Dahkhal wanted to see her overcome with terror, just as he always had before. The warlock began this routine years ago when she was just a little girl. Her rescuer then had just been a child as well, and the shame that came with that defeat had never left Dahkhal completely. But soon after his death came a fast revival. The curse placed on the Serek royal family in times out of mind ensured Dahkhal would never remain dead for long. And, no matter how many resurrections it took, the sacred power within her soul and the kingdom itself would one day be his.
Dahkhal grabbed her by an almost bare shoulder. “Now, little girl, show me how you have missed me!” He turned her over, opened his jaws, and ran his tongue along her cheek. Surely tears would be flowing, and he wanted a taste of that sweet misery.
That was funny, he thought. He couldn’t remember her tasting so rough and… hairy?
The warlock blinked in momentary confusion before he looked down at his prize. The creature that laid upon the bed wore a thick brown beard around his mouth, the ruby hairs at the back of his head seemed only loosely attached, the man’s eyes bulged and his face was left in a perpetual state of horror.

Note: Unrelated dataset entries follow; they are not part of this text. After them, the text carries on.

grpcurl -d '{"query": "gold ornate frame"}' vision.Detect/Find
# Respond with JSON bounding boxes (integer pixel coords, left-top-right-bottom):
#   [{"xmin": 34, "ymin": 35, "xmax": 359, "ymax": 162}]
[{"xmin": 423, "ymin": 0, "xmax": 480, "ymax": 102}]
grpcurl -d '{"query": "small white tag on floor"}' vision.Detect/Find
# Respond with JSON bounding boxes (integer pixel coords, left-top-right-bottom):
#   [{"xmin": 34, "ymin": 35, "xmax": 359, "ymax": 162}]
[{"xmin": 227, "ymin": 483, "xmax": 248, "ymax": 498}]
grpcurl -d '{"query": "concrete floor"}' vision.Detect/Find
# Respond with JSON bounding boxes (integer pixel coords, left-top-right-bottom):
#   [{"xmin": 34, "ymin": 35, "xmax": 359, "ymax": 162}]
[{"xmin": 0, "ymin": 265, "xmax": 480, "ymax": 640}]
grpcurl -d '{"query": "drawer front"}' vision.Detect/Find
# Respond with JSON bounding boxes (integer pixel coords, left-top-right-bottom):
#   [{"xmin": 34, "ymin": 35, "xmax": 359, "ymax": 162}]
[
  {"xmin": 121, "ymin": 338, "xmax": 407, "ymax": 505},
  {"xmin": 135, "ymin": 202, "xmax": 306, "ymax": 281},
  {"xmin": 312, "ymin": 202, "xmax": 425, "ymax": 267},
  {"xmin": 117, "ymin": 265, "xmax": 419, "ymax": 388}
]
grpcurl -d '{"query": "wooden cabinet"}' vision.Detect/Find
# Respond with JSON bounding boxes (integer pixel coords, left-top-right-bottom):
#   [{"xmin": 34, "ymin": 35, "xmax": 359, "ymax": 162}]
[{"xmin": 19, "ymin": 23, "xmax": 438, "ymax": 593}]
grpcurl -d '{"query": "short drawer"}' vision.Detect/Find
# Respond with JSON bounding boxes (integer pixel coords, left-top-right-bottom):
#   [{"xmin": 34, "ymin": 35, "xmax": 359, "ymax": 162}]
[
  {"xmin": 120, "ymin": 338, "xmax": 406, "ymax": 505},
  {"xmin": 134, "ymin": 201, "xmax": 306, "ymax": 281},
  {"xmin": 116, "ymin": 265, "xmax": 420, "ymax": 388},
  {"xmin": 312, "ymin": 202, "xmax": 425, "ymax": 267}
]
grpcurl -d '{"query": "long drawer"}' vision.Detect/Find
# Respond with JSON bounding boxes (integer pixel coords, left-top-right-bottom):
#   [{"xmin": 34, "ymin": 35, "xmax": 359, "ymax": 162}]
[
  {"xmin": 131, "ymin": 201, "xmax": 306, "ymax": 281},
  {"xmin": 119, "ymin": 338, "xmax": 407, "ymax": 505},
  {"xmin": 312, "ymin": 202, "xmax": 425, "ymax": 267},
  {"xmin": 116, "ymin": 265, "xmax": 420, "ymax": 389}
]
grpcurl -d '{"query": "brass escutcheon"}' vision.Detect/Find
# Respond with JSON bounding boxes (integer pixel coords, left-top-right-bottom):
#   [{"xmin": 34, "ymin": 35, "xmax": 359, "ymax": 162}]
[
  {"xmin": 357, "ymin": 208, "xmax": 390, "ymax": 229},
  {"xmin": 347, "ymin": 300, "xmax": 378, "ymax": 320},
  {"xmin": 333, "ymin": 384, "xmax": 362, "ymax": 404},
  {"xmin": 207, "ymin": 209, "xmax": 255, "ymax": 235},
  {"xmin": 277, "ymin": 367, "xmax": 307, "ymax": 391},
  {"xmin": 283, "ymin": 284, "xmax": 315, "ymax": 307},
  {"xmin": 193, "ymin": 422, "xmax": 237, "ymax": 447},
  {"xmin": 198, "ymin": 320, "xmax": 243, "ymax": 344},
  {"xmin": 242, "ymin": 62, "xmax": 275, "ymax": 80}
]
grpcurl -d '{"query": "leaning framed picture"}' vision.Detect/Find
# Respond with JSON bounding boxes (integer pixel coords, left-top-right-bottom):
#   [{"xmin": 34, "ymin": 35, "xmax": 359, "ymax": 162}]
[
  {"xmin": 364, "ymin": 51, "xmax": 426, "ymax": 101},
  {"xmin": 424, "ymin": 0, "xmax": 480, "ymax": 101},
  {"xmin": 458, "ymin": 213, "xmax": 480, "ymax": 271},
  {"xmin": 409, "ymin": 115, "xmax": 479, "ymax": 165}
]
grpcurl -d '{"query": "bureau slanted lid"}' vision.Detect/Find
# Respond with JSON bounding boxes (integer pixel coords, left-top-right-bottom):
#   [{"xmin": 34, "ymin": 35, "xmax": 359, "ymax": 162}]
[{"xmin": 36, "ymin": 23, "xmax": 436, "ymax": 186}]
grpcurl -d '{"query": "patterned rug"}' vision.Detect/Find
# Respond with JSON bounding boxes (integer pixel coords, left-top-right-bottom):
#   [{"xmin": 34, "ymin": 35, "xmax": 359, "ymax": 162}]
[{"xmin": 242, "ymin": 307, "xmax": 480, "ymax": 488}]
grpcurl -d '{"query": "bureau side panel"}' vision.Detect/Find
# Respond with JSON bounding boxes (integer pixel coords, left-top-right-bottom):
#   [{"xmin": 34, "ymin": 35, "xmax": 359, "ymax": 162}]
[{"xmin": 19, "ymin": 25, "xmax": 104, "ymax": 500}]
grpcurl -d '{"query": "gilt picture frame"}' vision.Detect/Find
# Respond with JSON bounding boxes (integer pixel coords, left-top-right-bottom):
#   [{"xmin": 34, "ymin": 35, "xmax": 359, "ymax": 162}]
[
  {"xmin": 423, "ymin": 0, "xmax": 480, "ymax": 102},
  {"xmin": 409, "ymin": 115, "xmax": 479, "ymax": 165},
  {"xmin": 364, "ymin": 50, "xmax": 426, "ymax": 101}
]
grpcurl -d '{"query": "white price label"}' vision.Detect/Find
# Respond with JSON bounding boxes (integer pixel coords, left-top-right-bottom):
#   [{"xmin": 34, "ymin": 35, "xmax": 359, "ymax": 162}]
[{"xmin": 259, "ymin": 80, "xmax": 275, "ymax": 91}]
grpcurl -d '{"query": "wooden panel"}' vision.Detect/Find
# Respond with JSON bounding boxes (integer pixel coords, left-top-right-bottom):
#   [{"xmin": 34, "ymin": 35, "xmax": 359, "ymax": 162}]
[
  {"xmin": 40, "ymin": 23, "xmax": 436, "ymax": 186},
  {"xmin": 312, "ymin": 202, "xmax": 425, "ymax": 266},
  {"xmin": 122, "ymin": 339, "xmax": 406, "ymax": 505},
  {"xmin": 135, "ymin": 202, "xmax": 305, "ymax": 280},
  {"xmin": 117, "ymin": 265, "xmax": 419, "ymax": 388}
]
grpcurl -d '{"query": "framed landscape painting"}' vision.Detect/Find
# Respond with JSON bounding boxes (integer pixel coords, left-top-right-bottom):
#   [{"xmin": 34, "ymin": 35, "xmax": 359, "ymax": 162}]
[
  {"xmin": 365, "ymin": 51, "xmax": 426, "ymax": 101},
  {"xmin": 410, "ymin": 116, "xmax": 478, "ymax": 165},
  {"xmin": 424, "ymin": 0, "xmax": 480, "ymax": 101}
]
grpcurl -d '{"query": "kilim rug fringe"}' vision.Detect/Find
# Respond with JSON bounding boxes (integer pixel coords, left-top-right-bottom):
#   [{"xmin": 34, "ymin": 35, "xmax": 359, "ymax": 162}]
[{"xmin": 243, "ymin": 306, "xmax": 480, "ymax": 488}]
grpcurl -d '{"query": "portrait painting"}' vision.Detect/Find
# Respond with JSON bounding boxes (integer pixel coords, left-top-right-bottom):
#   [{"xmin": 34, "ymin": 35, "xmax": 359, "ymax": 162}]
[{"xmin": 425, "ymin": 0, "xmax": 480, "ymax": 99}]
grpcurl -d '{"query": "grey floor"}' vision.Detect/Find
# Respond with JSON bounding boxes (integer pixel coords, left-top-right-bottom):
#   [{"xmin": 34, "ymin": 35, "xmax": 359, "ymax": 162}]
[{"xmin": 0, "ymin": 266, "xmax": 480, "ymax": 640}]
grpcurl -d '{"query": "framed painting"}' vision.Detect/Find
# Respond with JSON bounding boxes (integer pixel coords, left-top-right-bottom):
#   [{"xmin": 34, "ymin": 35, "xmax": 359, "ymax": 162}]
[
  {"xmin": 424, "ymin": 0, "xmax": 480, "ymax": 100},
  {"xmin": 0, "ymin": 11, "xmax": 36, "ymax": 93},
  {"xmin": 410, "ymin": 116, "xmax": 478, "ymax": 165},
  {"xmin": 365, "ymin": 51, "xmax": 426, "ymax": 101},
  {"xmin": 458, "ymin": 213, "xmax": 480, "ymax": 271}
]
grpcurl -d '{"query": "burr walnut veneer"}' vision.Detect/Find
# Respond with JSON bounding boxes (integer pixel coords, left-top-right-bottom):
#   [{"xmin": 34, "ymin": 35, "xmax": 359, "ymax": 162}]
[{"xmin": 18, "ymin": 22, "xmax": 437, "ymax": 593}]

The beast gasped and jumped up. Wasn’t that the last of the heroes who had come to rescue her? What was he doing in the bed in what appeared to be Sabine’s dress, Sabine’s hair, and suffering from asphyxiation?
“Hey, dickhole!”
Dahkhal’s jaw went slack as he looked up. In a single second, he absorbed the image of a young woman garbed in an oversized sleeping tunic. She must have been the one he’d heard at the chamber pot. In her hands were a nocked arrow and a bow, upon her head was hair shorn short, but unquestionably the same ruby red as on the man’s body. And he had heard Sabine’s voice enough over the years to recognize it. Within the second of recognition, her arrow glowed in glorious, celestial light.
The dark one screamed, “NO!” just before the holy weapon soared through one of his eyes, he collapsed back onto the bed and screamed in agony.